AI for work tasks
- why are people turning to AI for work tasks that they would previously have done themselves?
Technology is primarily about automation. AI is designed to automate tasks and make organisations more efficient. If organisations are more efficient, then there is an expectation that they will be more productive.
Productivity is something that leaks into our personal lives as well our professional lives. The use of digital tools such as email, slack, kandan, are now something that people increasingly use both at work and at home. Social media is awash with people trying to sell us so-called productivity hacks.
These societal introjects of hyper-capitalism and hyper-individualism influence how we feel about ourselves. If we aren’t busy or productive, then we equate this with not being of value. However, this concept doesn't necessarily translate to people.
- is this potentially putting an extra burden on their colleagues?
There is lots of research explaining the connection between handwriting and memory. EEG data demonstrates that when we handwrite something, it requires considerably more brain activity and connections including: visual, sensory, auditory and motor based.
Although laptops and tablets make it easier for us to capture more information in less time. This doesn’t help us understand, process or recall the same information.
So it follows that when we use AI - that can deliver information at a speed faster than we can type (or read) - we are less likely to process it. This can lead to a lack of innovation, creativity and collaboration.
There is a strong argument that AI is not actually well suited to low level, repetitive tasks and would be much better suited to complex, analytical tasks.
-who is bearing the brunt of this?
As a women’s psychotherapist and coach, I would say that it’s women. On an individual level, it’s largely women’s jobs that are being automated by AI, because women tend to work in more administrative roles. Women are also more likely to work part time than men, which often means that they need more shortcuts to meet the requirements of their roles to ensure that they don’t end up working when they aren’t getting paid (though this often ends up being the case). For example, colleagues who work as lecturers or counselling tutors, regularly report working double the hours they are contracted for. So, again, it’s understandable that women want to find shortcuts or efficiencies in their work.

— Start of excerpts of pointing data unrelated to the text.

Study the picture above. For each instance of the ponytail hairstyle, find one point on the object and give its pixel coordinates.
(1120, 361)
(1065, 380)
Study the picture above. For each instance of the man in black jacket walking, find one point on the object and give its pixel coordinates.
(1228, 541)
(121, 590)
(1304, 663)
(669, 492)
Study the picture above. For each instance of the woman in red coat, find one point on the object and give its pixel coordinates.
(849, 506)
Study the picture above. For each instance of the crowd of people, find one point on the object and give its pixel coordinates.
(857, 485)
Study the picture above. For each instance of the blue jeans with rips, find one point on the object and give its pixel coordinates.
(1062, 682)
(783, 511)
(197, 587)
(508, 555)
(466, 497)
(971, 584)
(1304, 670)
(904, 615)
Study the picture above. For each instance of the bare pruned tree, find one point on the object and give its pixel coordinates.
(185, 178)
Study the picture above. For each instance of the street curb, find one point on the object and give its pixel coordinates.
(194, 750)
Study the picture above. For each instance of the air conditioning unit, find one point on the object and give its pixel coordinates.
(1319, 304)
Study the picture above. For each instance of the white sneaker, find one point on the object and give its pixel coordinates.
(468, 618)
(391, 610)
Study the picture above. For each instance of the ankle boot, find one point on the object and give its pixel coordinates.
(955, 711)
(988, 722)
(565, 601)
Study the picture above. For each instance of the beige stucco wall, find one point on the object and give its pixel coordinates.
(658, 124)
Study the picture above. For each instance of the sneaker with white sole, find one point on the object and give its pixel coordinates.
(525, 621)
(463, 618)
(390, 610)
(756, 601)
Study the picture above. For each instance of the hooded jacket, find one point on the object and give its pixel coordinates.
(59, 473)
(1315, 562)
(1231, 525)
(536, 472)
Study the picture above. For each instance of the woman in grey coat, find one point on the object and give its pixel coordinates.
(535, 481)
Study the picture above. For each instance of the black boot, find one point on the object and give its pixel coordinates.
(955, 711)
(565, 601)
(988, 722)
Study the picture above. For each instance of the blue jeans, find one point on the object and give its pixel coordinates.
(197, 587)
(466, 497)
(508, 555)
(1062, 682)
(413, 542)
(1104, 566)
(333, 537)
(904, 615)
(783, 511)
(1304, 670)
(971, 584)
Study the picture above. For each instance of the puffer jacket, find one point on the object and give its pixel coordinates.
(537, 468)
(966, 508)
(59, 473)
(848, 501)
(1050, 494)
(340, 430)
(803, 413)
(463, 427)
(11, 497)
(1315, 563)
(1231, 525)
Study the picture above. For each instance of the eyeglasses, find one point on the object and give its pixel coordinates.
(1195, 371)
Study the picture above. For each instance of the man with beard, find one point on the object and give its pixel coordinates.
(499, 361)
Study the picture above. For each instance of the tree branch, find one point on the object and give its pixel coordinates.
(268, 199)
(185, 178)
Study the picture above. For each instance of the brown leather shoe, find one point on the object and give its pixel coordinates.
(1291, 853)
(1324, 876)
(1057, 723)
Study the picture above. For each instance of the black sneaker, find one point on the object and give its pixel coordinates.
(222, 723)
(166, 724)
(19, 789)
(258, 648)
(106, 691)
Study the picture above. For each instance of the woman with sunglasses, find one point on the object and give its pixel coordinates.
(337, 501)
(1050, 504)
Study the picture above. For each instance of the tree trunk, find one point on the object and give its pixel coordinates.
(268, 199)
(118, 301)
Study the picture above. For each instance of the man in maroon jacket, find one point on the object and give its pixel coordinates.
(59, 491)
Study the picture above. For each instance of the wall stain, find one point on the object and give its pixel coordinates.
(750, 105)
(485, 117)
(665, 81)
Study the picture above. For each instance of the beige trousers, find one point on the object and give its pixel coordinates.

In September 2025, OpenAI released a report highlighting how for the first time, women were using ChatGPT more than men. Over 70% of their inquiries were categorised as ‘non professional’. In my research for a recent BACP conference, I discovered that all of my clients use chatbots at work and for relationship and mental health support.
My concern is that instead of lightening the invisible mental load that women disproportionately carry, AI tools are contributing to it. Because by relying on AI - at work or at home - we are essentially tacitly agreeing that the load should be ours, rather than seeking to re-balance it.
- many of us think we can spot the signs of AI generated work... but then also hand in work that is AI generated - is there a disconnect/dissonance here?
The dissonance about AI starts in us using it as much as we do at all given the fact that all the major platforms are owned by tech bros, the egregious uses of AI tools in the examples of de-nudification apps, and rape academies, the fact that LLMs are pre-dominantly comprised of white western english data, and the fact that algorithmic bias disproportionately discriminates against women. So it’s an understandable level of extrapolation that this dissonance continues to this specific level. It makes me think about the MeToo movement, when so many of us felt as though once things were made public, systems would change. I remember after the Brett Kavanaugh trial thinking that it’s not that nobody knows, it’s that nobody cares. It feels like there are parallels here with the adoption of AI.
-are we kidding ourselves or just more likely to spot others' mistakes?!
We are definitely more likely to spot other’s mistakes due to the psychological distance between someone else's work and our own. This applies to people of course, but it also applies to AI. The challenge is that many people ignore the obvious limitations of AI, perhaps conflating the power of the tool with its accuracy. Generative AI tools are renowned for their inaccuracy e.g. ‘hallucinations’ - where they cite erroneous or non-existent data - as happened with the Met Police in the example where they banned Tel Aviv fans from coming to a football match. Despite some of the disclaimers around things like medical and mental health advice, a chatbot cannot be wrong. When we ask a chatbot a question, the quality of the sources it analyses are not checked. For example, we could ask a health question and the majority of the response we get back could have come from social media forums. If we don’t interrogate the data sources, then we stand to make serious mistakes at work. But of course, fact checking takes time.
The whole point of any digital platform is to keep us on there for as long as possible and make us dependent on them. This is why chatbots are so compelling. One of the things I talk about when I present at conferences is how it’s important to remember that although a chatbot might be intelligent, it doesn’t have a mind. It doesn’t have any lived experience. It’s never had a cold, broken a bone, experienced grief, or been fired from a job.